It has been predicted for a while that newspapers will become irrelevant or redundant and that media companies will switch entirely to digital publications. The Independent in the UK has opted for a digital-only approach. The Guardian will perhaps follow soon. Stateside, many media companies and news websites have confined their presence to the digital space. They don’t have any newspaper circulation. Clearly, the rise of numeric press is unchecked and it could lead to the end of physical news.
The development, as in the growth of numeric press and the end of the physical news, is not a very pleasant story. The reality is much more concerning than most people would care to accept or acknowledge.
The biggest challenge with digital-only circulation is plagiarism, unaccounted for sources and information which will inevitably mean less accountability and that can easily make way for slanderous, misrepresented and motivated information being circulated as news. There are organizations already flourishing that simply rewrite the news being published by larger media houses. These organizations run or support apparent news sites or media websites but they are essentially writers and editors with little or no exposure in journalism and with absolutely no access to the source or the root of the news breaking online. Such rewrites are not just a threat to journalistic ethics and standards but also a threat to the kind of news we would be exposed to.

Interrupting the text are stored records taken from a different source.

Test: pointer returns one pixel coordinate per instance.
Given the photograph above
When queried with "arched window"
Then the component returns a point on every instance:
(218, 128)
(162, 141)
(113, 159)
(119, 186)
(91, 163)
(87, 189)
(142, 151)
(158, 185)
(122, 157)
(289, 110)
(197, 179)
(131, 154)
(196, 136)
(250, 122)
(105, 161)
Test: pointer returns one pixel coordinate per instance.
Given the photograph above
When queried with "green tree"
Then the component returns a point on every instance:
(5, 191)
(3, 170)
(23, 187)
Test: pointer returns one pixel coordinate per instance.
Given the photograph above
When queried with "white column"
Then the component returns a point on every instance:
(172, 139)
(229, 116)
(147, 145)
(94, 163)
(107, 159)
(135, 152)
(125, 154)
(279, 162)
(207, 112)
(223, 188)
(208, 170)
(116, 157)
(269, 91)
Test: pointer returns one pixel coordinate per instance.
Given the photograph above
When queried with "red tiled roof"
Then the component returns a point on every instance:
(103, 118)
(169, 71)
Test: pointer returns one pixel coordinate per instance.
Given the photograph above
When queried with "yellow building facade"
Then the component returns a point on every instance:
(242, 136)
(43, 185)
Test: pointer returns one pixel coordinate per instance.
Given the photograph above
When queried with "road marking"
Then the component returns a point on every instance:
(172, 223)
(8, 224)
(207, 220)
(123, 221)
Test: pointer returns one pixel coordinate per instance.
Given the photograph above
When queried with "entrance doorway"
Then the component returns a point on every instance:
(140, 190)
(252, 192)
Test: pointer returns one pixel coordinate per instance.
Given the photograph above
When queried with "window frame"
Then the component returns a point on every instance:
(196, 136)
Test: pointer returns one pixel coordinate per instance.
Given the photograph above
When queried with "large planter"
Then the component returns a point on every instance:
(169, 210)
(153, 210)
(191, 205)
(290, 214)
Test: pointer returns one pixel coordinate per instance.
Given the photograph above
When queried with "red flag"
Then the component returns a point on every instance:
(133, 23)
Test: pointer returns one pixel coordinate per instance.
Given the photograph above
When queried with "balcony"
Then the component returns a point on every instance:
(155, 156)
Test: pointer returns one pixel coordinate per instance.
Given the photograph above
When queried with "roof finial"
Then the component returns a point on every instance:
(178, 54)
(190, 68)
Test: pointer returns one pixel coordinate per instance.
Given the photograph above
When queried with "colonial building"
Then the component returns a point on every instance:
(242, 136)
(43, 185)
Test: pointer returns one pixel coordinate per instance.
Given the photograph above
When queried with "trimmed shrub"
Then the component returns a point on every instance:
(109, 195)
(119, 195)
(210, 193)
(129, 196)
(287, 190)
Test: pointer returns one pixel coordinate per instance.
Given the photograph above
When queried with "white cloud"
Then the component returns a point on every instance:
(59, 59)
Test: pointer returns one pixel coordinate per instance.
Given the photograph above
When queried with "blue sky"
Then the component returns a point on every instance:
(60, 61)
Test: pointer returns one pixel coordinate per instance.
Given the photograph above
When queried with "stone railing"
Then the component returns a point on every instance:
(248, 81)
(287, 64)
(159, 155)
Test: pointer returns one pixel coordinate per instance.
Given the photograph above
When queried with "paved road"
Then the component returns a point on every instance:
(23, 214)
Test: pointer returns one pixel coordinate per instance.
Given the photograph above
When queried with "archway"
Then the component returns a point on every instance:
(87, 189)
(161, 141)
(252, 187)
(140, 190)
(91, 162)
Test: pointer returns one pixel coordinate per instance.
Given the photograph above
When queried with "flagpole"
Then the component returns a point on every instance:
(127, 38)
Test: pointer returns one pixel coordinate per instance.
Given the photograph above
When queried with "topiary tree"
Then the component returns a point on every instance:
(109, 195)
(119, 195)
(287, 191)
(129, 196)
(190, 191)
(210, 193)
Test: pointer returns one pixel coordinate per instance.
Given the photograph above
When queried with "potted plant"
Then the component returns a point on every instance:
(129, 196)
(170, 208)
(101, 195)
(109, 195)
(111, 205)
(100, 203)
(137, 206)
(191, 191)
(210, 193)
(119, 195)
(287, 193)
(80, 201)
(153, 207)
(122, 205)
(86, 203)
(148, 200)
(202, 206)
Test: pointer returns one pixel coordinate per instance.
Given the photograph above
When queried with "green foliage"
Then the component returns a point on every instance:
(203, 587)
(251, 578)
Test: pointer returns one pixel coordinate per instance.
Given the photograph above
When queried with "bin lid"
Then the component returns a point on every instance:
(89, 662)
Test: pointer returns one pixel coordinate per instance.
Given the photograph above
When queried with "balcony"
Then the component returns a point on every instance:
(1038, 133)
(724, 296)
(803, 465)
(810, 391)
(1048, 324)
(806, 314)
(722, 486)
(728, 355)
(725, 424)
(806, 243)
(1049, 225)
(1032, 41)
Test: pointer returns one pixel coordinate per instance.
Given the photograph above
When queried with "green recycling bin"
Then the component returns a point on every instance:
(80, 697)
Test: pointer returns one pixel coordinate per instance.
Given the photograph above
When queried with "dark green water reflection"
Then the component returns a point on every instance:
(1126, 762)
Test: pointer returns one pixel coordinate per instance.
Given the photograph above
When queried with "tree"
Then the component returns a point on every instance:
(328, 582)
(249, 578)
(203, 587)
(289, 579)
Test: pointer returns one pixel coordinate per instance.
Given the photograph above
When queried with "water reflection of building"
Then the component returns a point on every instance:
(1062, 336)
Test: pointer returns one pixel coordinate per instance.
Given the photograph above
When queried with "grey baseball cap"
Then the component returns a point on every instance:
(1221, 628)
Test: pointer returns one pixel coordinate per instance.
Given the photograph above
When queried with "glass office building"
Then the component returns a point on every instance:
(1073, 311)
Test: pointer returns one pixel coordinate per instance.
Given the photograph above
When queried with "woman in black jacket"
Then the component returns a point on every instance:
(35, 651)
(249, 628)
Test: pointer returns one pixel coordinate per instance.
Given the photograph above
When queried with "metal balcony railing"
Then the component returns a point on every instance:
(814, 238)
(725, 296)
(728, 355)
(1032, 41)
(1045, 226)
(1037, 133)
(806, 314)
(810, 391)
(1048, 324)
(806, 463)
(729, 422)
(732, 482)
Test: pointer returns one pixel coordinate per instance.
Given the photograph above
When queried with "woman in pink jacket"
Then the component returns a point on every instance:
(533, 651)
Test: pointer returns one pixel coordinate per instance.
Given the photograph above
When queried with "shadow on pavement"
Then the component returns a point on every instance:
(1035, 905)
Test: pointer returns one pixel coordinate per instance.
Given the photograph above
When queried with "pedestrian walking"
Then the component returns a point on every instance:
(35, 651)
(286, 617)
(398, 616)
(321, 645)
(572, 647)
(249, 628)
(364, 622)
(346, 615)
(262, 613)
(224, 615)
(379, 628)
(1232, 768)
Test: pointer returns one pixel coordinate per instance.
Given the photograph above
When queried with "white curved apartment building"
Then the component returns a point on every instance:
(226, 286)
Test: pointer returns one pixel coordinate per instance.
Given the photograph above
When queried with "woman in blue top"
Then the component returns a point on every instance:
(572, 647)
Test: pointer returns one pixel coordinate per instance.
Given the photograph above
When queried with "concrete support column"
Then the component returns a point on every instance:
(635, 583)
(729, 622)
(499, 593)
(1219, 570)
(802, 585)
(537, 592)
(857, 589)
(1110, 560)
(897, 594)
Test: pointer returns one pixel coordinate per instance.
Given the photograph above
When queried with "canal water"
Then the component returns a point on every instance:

Do we want credible news from verified sources, vetted by an editor and crosschecked with concerned parties for the authenticity? Or, do we want just blatant representation or misreporting for the sake of more hits on a website?
The choice is simple. We have to choose reliability over doubt any given day. That may not happen with digital-only news organizations, especially if they don’t have journalists on the ground and if they are not the direct channels with the sources. For now, the fate of reliable news hangs in balance and is being threatened.